The civil parish population recorded in the 2011 census was 585,[1] increasing to 651 at the 2021 census. Some of the newly built Upper Saxondale residential area also falls within the parish boundary.
Cropwell Butler shares with Tithby a parish council that meets once a month. The village forms part of the Cropwell Ward of the Borough of Rushcliffe and of the Parliamentary Constituency of Rushcliffe. The county authority is Nottinghamshire.
A post windmill at Cropwell Butler was blown down in 1837. The miller escaped, but with severe bruising, by hiding in a hollow place under a beam.[2]
During the Second World War, German bombers left a trail of devastation across the Nottingham area on the night of 8–9 May 1941, when 95 aircraft attacked the city at 12.37 am. Among the documents now held at the Notts Archives Offices is a detailed map of the city showing the sites the Germans intended to target, which included a gas works, electricity plants, railways, the Royal Ordnance Factory, Raleigh and some chemical factories. In reality, some of the Luftwaffe crews were deflected by a Starfish site at Cropwell Butler – waste land deliberately set alight to lure them away from key targets. So some of them bombed the Vale of Belvoir by mistake, thinking it was Nottingham and killing only livestock.[3]
The village has a pub, The Plough Inn in Main Street, which also serves meals.[4] This and the Village Hall and Sheldon Field are the only remaining public facilities in what is a small and quiet village. The post office and the few independent shops fell to a housing development, Carpenters Close, in the late 1970s and early 1980s.
There is neither a school nor an Anglican church in the village. The Methodist chapel has regular services on the first, third and fourth Sundays of each month.[5]

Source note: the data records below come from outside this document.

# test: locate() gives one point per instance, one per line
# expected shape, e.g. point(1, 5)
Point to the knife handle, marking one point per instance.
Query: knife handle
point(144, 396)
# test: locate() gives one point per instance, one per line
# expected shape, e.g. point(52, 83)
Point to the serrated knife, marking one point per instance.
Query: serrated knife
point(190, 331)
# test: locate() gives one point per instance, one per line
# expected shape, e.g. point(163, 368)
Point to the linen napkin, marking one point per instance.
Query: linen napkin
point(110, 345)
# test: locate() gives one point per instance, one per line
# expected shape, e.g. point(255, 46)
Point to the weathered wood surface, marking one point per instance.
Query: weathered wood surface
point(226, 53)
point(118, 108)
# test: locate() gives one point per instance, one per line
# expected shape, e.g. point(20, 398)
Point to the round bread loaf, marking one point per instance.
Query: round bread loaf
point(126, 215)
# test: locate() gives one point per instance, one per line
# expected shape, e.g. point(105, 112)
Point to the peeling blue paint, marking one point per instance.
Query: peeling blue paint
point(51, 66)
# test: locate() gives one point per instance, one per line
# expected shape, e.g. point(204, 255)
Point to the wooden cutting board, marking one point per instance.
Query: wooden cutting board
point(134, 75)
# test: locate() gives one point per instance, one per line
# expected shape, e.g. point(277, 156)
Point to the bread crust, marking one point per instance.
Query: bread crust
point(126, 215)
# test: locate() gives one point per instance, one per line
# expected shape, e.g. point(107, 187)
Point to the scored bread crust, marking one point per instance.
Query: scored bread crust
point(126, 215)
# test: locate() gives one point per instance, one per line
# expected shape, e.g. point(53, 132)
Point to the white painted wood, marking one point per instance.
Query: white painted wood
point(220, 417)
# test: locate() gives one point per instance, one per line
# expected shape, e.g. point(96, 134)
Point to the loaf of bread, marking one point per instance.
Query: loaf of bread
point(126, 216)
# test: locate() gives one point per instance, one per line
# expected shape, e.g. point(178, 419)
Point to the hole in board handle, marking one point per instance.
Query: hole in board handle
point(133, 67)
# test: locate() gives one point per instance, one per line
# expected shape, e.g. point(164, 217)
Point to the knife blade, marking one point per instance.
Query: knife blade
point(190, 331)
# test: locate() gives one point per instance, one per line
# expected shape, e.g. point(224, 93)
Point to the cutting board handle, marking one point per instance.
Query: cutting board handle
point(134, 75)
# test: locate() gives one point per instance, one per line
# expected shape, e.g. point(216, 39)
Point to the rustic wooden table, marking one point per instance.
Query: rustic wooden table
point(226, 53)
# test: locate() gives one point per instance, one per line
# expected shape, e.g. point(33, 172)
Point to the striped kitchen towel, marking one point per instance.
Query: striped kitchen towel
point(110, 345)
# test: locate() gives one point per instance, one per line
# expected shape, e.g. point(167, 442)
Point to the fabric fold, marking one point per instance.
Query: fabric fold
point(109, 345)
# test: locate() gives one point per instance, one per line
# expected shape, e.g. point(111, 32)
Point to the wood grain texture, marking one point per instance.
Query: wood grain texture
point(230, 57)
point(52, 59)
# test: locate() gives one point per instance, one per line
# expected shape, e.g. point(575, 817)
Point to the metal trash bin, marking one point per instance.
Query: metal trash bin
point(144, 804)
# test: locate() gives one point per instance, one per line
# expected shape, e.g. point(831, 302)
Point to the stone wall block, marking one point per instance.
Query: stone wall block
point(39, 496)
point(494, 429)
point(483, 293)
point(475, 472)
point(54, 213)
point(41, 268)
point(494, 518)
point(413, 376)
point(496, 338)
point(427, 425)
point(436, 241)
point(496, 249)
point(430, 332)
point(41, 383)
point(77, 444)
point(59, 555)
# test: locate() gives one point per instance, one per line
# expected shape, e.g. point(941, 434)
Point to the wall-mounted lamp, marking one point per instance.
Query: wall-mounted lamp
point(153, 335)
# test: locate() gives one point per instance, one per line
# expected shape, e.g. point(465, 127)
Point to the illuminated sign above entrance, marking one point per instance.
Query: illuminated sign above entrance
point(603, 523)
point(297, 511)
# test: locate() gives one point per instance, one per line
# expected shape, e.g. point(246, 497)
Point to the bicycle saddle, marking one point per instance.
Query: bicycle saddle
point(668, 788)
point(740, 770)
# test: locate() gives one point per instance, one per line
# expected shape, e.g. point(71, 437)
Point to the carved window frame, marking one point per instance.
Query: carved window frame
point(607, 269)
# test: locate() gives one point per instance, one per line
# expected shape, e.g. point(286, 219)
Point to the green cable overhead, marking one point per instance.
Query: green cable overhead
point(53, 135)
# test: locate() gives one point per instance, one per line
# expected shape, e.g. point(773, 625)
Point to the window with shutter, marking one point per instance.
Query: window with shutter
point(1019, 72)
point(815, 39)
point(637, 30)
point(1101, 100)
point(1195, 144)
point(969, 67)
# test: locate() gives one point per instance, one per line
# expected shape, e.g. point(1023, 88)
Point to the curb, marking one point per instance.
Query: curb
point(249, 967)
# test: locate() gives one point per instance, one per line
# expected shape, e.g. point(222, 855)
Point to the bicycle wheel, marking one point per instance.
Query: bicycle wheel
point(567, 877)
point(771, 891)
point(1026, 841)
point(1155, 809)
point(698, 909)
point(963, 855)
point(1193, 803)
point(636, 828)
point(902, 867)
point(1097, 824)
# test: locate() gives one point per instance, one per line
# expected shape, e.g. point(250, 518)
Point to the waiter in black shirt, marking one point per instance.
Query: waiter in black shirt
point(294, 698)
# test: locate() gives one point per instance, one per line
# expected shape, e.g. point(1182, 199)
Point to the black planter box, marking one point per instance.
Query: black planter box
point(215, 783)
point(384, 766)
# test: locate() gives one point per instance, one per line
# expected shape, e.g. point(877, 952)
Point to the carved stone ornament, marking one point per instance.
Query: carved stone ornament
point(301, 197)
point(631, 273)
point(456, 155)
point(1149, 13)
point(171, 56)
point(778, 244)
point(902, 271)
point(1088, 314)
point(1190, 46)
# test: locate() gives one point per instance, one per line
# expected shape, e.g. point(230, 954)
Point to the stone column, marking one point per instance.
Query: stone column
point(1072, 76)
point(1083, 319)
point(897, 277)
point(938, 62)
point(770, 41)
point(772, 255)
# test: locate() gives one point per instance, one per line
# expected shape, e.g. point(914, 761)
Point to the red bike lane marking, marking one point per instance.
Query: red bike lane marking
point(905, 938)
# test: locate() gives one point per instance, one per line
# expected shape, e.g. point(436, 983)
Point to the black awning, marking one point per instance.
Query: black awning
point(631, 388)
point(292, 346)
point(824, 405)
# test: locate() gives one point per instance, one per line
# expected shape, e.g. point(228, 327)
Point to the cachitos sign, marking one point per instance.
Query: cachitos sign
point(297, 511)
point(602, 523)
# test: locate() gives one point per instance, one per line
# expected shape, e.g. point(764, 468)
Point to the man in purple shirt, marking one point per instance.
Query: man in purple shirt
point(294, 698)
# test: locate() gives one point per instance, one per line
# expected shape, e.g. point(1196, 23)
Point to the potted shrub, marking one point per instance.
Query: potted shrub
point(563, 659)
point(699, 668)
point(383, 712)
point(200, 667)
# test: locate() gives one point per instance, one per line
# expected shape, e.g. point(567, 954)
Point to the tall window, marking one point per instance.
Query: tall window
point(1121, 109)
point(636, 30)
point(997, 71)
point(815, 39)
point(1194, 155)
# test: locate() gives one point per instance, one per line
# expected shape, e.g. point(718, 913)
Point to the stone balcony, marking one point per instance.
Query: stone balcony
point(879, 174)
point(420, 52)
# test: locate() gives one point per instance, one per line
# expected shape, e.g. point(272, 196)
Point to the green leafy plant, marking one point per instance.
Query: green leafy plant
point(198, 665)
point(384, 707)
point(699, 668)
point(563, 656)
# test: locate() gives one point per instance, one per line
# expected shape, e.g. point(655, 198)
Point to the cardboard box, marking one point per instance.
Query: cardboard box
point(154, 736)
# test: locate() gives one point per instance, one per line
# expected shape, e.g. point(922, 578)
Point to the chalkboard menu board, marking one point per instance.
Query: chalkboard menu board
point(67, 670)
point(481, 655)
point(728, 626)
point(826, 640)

Cropwell Butler has hourly daytime buses on weekdays to Nottingham (No. 33, CT4N) and to Bingham (No. 833. Vectare). The nearest railway stations are Radcliffe (2.6 miles, 4.2 km) and Bingham (3.4 miles, 5.5 km), both on the Nottingham–Grantham–Skegness line.[6]
The Sheldon Field provides the pitch for a number of football teams in the East Midlands Public Authorities Amateur League (EMPAL). Both Butler-Benfica FC (Cropwell Butler)[7] and Chequers Rangers United (Cropwell Bishop) play at the Sheldon Field on Sunday mornings.